復興イベント「のとぴあフェス」

震災から2年。あの日の迷いと、今あらためて思うこと。

震災から、丸2年が経ちました。 当時は冬季休業中。2月からの営業再開を見送り、3月にようやく店を開けるまで、ずっと悩み続けていました。

「道も寸断されたまま、まだ大変な思いをされている方がたくさんいる中で、営業を再開してもいいのだろうか?」 「果たして、今、お客様に来ていただけるのだろうか?」

自問自答を繰り返す日々。それでも、「少しでも誰かの心を癒せる場所になれば」という微かな願いを胸に、3月、私たちは営業を再開しました。

支えられたのは、私の方でした

再開したものの、正直に言えば、お店を開けること自体が辛く感じる日もありました。 そんな時、私の背中を押してくれたのは、足を運んでくださるお客様の言葉でした。

「大変だったね」「頑張ってね」

温かい言葉をかけていただくたびに、張り詰めていた心が解けていくのを感じました。
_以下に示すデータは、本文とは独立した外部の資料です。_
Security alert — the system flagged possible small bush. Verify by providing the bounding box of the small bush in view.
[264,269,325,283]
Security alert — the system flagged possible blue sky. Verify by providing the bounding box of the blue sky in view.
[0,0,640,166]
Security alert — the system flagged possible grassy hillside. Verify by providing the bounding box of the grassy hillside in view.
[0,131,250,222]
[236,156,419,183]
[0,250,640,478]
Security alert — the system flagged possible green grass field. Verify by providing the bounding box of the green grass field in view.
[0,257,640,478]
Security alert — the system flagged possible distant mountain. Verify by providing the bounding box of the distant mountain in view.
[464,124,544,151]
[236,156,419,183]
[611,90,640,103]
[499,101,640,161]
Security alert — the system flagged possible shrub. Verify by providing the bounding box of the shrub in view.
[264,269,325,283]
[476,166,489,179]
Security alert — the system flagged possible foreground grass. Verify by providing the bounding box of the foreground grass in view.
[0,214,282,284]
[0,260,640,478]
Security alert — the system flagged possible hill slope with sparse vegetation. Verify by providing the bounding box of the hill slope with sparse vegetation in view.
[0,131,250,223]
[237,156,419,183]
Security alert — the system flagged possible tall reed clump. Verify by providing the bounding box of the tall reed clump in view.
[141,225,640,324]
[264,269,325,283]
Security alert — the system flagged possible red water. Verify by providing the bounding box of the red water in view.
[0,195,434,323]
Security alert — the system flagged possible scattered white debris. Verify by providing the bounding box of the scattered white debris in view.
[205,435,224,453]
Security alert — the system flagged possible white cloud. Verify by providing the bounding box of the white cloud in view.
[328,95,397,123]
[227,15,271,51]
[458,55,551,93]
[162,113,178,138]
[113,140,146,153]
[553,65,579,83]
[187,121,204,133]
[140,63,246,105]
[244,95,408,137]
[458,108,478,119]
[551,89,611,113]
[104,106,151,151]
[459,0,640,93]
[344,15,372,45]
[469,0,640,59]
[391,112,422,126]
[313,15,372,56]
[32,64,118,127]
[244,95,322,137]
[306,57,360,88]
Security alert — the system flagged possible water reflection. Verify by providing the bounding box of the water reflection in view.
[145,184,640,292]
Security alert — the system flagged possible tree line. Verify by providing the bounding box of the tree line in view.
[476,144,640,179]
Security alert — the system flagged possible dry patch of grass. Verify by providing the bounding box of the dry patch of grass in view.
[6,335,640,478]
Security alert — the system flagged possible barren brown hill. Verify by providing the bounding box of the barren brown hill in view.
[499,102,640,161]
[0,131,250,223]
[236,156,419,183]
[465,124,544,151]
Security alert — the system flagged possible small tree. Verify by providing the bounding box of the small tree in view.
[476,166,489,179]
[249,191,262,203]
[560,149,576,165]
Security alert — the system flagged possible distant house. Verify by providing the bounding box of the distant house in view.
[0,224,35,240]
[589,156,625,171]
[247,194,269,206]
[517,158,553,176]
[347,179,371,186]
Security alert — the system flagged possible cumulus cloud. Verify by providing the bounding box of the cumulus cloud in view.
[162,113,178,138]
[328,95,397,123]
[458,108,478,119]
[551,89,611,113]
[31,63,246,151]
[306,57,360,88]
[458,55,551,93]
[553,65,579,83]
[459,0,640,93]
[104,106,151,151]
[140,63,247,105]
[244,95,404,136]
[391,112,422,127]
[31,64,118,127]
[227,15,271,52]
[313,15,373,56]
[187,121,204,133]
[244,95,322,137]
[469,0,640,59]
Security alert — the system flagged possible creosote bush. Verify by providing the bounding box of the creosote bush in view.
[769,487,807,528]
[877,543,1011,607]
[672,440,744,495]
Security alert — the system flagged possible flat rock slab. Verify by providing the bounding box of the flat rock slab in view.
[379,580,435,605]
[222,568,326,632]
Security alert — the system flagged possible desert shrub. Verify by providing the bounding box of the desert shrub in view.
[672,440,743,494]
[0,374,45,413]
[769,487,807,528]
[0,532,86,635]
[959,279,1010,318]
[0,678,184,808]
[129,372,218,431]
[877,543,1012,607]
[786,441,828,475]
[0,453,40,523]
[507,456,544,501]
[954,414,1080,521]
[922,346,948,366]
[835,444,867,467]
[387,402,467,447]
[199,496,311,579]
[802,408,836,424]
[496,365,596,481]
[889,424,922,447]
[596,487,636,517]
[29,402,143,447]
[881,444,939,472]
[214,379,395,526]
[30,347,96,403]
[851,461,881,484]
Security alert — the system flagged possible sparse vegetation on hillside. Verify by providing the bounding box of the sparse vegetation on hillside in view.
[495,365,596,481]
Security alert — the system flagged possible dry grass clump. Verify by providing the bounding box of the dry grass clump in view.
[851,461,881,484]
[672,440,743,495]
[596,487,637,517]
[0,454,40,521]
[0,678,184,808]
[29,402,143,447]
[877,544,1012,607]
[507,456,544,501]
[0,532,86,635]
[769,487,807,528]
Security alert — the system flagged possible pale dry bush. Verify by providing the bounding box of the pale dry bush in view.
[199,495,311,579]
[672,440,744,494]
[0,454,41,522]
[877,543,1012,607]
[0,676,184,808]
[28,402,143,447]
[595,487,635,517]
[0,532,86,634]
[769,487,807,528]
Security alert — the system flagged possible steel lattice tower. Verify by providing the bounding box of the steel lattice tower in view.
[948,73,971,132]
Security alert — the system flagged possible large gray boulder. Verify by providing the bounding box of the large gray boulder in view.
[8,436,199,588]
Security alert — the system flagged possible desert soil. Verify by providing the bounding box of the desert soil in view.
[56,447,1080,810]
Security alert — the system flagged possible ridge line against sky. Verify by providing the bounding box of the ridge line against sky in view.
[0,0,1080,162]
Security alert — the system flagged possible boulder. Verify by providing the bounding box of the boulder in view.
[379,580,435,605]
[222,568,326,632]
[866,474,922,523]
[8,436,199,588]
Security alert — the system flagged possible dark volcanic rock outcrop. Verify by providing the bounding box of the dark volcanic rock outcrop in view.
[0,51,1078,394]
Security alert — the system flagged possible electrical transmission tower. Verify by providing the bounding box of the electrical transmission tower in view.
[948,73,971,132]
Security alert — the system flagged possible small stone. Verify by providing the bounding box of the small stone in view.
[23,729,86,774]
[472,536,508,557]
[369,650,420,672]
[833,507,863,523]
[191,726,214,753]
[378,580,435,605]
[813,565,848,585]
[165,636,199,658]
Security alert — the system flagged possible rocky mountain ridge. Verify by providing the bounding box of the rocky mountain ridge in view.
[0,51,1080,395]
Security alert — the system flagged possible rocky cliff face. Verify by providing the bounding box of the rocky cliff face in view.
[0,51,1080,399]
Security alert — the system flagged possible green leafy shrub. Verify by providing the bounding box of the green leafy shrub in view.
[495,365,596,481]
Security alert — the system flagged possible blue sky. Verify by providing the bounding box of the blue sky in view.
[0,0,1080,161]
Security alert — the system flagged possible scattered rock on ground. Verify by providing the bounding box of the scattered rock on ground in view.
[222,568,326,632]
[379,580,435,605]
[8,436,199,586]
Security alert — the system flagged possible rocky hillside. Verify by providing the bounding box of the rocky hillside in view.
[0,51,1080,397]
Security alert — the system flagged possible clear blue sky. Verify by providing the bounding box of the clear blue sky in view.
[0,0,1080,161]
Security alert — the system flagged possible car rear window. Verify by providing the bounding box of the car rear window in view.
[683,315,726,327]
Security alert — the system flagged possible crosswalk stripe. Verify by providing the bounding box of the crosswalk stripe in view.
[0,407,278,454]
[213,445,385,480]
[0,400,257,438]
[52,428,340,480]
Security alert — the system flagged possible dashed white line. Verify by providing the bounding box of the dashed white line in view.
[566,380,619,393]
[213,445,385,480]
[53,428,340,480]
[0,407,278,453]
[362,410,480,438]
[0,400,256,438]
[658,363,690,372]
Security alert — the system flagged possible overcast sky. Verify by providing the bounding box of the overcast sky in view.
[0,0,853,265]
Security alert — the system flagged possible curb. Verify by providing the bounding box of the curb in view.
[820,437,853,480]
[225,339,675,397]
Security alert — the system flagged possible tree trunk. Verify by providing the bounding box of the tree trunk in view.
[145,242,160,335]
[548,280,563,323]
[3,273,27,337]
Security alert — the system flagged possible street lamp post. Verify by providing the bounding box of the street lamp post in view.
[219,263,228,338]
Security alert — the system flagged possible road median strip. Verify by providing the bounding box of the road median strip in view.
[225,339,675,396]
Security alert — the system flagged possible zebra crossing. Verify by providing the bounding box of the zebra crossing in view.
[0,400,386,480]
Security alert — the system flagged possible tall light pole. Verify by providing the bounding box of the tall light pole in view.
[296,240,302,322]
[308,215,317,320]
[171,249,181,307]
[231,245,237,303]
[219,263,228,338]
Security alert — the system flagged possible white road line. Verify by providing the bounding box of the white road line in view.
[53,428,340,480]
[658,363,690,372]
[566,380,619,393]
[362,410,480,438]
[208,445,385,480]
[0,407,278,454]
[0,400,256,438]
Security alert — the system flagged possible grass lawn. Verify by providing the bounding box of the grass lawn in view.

ここまで歩んでこれたのは、間違いなく皆様の応援があったからです。

忘れられない、あるお客様との出会い

ある日、能登から年配の女性のお客様が来てくださいました。 その方は、牧場の風景を眺めながら、こうおっしゃったのです。

「昔、牛を飼っていたから、この牧場の空気が本当に懐かしい。今日、ここに来られて本当に良かったわ」

その言葉を聞いた瞬間、「ああ、お店を開けて本当に良かった」と、心の底から救われたような気持ちになりました。私たちが守ってきたこの場所が、誰かにとっての「心の拠り所」になれたのだと実感できた、忘れられない瞬間でした。

3年目の道を、一歩ずつ

今回のイベントに出展し、多くの方と触れ合う中で、「この場所でこれからも頑張っていこう」と、あらためて強く思いました。

復興への道はまだ半ばです。けれど、皆様からいただいた温かなエネルギーを力に変えて、3年目もこのお店から、皆様に笑顔と癒しを届けていきたい。

「ここで続けていくこと」が、私にできる一番の恩返しだと信じて、これからも一歩ずつ歩んでまいります。

これからも、どうぞよろしくお願いいたします。